I can repro the bug using a one-off dyno.

chadwhitacre commented 7 years ago

Still works locally. Hmm ...

chadwhitacre commented 7 years ago

https://github.com/gratipay/gratipay.com/issues/4148#issuecomment-259330483 points to net.js and fs.js. Let's see if we can get a better error log ...

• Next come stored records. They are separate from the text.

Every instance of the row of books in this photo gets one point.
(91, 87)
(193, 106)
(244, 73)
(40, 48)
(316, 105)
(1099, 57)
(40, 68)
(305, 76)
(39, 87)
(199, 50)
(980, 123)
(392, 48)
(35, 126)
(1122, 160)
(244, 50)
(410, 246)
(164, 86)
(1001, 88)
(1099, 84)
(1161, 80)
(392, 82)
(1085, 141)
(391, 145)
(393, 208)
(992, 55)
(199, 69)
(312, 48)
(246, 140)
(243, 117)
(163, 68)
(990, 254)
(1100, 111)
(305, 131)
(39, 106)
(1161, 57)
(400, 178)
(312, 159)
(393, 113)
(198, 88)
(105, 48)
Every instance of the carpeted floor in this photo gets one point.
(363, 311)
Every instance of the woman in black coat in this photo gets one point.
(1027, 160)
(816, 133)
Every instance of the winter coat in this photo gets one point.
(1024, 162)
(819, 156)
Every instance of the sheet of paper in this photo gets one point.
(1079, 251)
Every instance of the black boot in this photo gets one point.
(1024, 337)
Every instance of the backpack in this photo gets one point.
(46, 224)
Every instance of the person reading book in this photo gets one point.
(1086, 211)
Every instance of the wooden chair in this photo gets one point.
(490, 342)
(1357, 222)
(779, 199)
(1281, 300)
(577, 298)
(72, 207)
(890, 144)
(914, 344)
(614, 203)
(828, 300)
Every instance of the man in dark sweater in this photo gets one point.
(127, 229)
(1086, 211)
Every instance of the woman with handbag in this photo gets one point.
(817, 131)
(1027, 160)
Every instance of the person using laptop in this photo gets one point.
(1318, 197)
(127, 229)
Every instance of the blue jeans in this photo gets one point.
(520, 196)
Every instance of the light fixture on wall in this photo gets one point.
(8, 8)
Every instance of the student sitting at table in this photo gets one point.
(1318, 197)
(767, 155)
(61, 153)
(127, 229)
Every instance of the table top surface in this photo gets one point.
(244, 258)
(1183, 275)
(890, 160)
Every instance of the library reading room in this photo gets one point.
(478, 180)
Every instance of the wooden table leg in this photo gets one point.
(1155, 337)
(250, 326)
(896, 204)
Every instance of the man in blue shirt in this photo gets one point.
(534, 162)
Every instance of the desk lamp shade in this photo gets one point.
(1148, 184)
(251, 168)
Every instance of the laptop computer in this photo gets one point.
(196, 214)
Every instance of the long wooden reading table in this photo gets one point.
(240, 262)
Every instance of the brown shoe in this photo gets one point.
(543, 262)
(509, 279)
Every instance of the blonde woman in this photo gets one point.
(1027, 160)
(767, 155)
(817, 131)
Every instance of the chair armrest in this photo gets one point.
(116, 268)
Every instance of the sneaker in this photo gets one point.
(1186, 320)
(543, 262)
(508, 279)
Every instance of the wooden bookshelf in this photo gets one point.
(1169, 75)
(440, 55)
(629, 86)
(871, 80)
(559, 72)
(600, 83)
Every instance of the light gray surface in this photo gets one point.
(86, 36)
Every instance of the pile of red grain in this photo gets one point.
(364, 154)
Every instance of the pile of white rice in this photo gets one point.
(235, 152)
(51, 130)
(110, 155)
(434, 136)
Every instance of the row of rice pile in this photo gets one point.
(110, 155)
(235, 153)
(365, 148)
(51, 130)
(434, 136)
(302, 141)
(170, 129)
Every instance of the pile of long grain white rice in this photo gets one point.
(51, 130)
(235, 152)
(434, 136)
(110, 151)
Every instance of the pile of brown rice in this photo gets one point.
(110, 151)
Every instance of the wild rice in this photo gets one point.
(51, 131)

chadwhitacre commented 7 years ago
~ $ sync-npm process-readmes
zzzzzzzzzzzzzzzzzzz
utilise.emitterify
svg2png-cli
semver-max
zzzzzzxl
react-router-native
plane-to-polygon
Traceback (most recent call last):
  File "/app/gratipay/utils/threaded_map.py", line 15, in g
    return func(*a, **kw)
  File "/app/gratipay/package_managers/readmes.py", line 72, in process
    processed = markdown.render_like_npm(raw)
  File "/app/gratipay/utils/markdown.py", line 44, in render_like_npm
    raise OSError(err)
OSError: net.js:639
    throw new TypeError('invalid data');
    ^

TypeError: invalid data
  at Socket.write (net.js:639:11)
  at /app/bin/our-marky-markdown.js:20:18
  at FSReqWrap.readFileAfterClose [as oncomplete] (fs.js:404:3)

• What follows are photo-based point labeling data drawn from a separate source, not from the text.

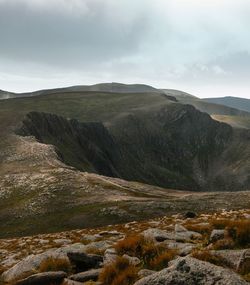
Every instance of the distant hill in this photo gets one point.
(49, 144)
(6, 95)
(102, 87)
(234, 102)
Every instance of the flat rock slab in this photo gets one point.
(191, 271)
(83, 261)
(86, 276)
(44, 278)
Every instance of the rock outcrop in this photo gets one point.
(190, 271)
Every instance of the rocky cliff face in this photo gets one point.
(86, 146)
(175, 147)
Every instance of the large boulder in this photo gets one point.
(217, 235)
(92, 275)
(110, 256)
(158, 235)
(243, 265)
(191, 271)
(182, 234)
(83, 261)
(44, 278)
(30, 265)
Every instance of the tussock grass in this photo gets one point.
(206, 255)
(55, 264)
(152, 255)
(121, 272)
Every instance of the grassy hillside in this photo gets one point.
(159, 141)
(234, 102)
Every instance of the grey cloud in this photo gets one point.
(168, 43)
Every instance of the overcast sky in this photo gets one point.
(198, 46)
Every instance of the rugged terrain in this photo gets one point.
(234, 102)
(195, 249)
(59, 152)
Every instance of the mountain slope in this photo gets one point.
(234, 102)
(228, 114)
(149, 138)
(101, 87)
(145, 137)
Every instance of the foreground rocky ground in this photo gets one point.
(178, 249)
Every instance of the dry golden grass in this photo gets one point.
(2, 269)
(206, 255)
(121, 272)
(202, 229)
(237, 230)
(55, 264)
(152, 256)
(161, 261)
(226, 243)
(95, 250)
(247, 277)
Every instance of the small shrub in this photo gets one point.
(247, 277)
(95, 250)
(226, 243)
(140, 247)
(202, 229)
(121, 272)
(237, 230)
(55, 264)
(243, 233)
(131, 245)
(207, 256)
(161, 261)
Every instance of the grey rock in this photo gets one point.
(110, 256)
(179, 228)
(132, 260)
(44, 278)
(190, 271)
(145, 272)
(158, 235)
(62, 241)
(30, 265)
(112, 233)
(217, 235)
(67, 281)
(83, 261)
(182, 234)
(98, 245)
(86, 276)
(231, 256)
(244, 262)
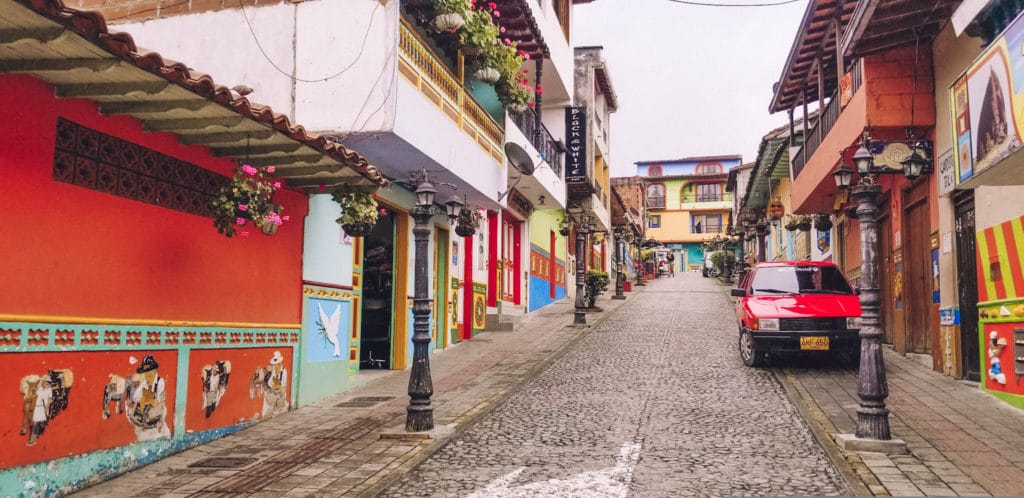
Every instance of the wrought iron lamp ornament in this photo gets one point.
(872, 416)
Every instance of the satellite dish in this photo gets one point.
(519, 158)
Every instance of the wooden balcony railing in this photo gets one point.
(545, 143)
(826, 119)
(425, 70)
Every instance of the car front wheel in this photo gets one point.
(750, 356)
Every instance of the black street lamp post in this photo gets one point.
(872, 416)
(583, 230)
(420, 413)
(620, 234)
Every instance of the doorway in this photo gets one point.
(378, 293)
(967, 284)
(439, 303)
(918, 270)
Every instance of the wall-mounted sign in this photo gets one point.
(986, 101)
(947, 173)
(576, 142)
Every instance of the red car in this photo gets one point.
(797, 306)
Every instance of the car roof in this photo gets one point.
(794, 263)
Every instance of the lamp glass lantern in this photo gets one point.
(425, 194)
(913, 165)
(863, 160)
(843, 175)
(454, 206)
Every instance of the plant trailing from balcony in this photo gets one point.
(451, 13)
(822, 222)
(468, 221)
(358, 212)
(247, 198)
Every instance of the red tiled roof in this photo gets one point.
(92, 26)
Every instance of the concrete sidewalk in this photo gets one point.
(354, 444)
(962, 441)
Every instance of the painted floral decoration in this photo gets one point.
(247, 199)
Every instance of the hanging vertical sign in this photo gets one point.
(576, 137)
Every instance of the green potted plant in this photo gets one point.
(792, 222)
(822, 222)
(247, 198)
(595, 283)
(451, 14)
(467, 222)
(358, 212)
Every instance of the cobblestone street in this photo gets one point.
(652, 402)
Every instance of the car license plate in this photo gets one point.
(816, 342)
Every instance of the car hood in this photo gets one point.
(804, 305)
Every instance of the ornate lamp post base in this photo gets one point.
(872, 416)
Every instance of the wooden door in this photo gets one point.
(918, 271)
(887, 267)
(967, 285)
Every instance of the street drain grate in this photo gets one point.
(222, 462)
(364, 402)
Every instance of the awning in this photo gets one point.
(74, 51)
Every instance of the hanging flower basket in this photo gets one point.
(487, 75)
(358, 212)
(822, 222)
(246, 199)
(357, 229)
(449, 22)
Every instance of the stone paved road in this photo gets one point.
(653, 402)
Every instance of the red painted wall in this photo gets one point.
(236, 404)
(77, 252)
(81, 426)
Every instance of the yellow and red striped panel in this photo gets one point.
(1000, 261)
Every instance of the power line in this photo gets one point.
(259, 45)
(713, 4)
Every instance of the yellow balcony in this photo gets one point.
(421, 67)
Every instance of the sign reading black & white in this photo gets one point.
(576, 137)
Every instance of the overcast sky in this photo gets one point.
(690, 80)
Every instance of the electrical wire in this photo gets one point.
(259, 45)
(714, 4)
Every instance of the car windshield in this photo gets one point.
(799, 280)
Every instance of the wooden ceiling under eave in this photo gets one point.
(813, 51)
(882, 25)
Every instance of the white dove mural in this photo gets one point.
(331, 326)
(605, 483)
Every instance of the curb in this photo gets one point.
(469, 418)
(813, 417)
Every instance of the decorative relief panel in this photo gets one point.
(87, 158)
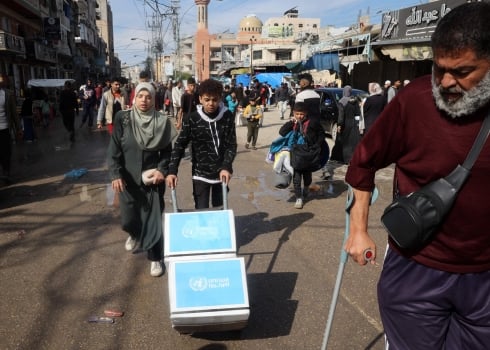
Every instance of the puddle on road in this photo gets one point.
(260, 188)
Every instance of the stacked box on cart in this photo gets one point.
(208, 295)
(197, 233)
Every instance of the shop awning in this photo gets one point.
(408, 52)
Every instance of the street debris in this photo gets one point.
(100, 319)
(76, 173)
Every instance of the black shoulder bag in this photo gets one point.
(412, 220)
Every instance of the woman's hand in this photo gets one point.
(225, 176)
(156, 177)
(118, 185)
(171, 181)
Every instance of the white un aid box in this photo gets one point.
(208, 295)
(197, 233)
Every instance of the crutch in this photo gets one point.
(368, 254)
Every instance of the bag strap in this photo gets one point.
(478, 144)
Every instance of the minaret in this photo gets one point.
(203, 41)
(202, 14)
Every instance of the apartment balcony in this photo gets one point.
(11, 43)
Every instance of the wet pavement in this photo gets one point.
(62, 257)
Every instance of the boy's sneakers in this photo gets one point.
(298, 204)
(130, 244)
(306, 192)
(156, 268)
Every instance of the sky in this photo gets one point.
(132, 18)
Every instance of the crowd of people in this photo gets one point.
(435, 297)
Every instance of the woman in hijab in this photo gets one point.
(373, 106)
(138, 158)
(348, 123)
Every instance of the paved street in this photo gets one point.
(62, 257)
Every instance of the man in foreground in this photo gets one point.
(435, 297)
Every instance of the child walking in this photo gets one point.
(312, 133)
(253, 113)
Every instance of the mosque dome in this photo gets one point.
(251, 24)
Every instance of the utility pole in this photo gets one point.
(171, 12)
(157, 43)
(176, 32)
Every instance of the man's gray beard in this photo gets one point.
(468, 103)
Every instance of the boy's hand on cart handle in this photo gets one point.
(171, 181)
(225, 176)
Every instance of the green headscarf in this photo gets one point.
(152, 130)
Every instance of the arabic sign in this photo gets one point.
(416, 22)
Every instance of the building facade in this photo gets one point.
(42, 39)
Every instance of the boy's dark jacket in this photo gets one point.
(314, 132)
(213, 143)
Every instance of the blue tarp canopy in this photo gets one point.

Traceback (most recent call last):
  File "/app/.heroku/python/bin/sync-npm", line 9, in <module>
    load_entry_point('gratipay', 'console_scripts', 'sync-npm')()
  File "/app/gratipay/package_managers/sync.py", line 160, in main
    globals()[args.command.replace('-', '_')](env, args, db)
  File "/app/gratipay/package_managers/sync.py", line 144, in process_readmes
    _readmes.process(db)
  File "/app/gratipay/package_managers/readmes.py", line 100, in process
    threaded_map(Processor(db), dirty, 4)
  File "/app/gratipay/utils/threaded_map.py", line 23, in threaded_map
    raise e.args[0]
OSError: net.js:639
    throw new TypeError('invalid data');
    ^

TypeError: invalid data
  at Socket.write (net.js:639:11)
  at /app/bin/our-marky-markdown.js:20:18
  at FSReqWrap.readFileAfterClose [as oncomplete] (fs.js:404:3)

planet-news
planet-names
planet-maps-raster-2
planet-maps-raster
planet-maps
planet-icons
planet-hacker
planet-forty
planet-feeds
planetfall-archive
planet-facts
planet-express
planet-digest
planet-css
planet-client
planet-classic
planet-blank
planetary-system
planetary.js
planetary
planet
planer
planepacker
planemo
plane-mesh
chadwhitacre commented 7 years ago

Is it a problem with stdout?

chadwhitacre commented 7 years ago

The 1st argument given to .write() is expected to be a String or Buffer.

http://stackoverflow.com/a/26851940

chadwhitacre commented 7 years ago

What is marky returning that is not a String or Buffer?

chadwhitacre commented 7 years ago

I made a local modification to just process packages with names starting with pla, but wasn't able to trigger the error that way.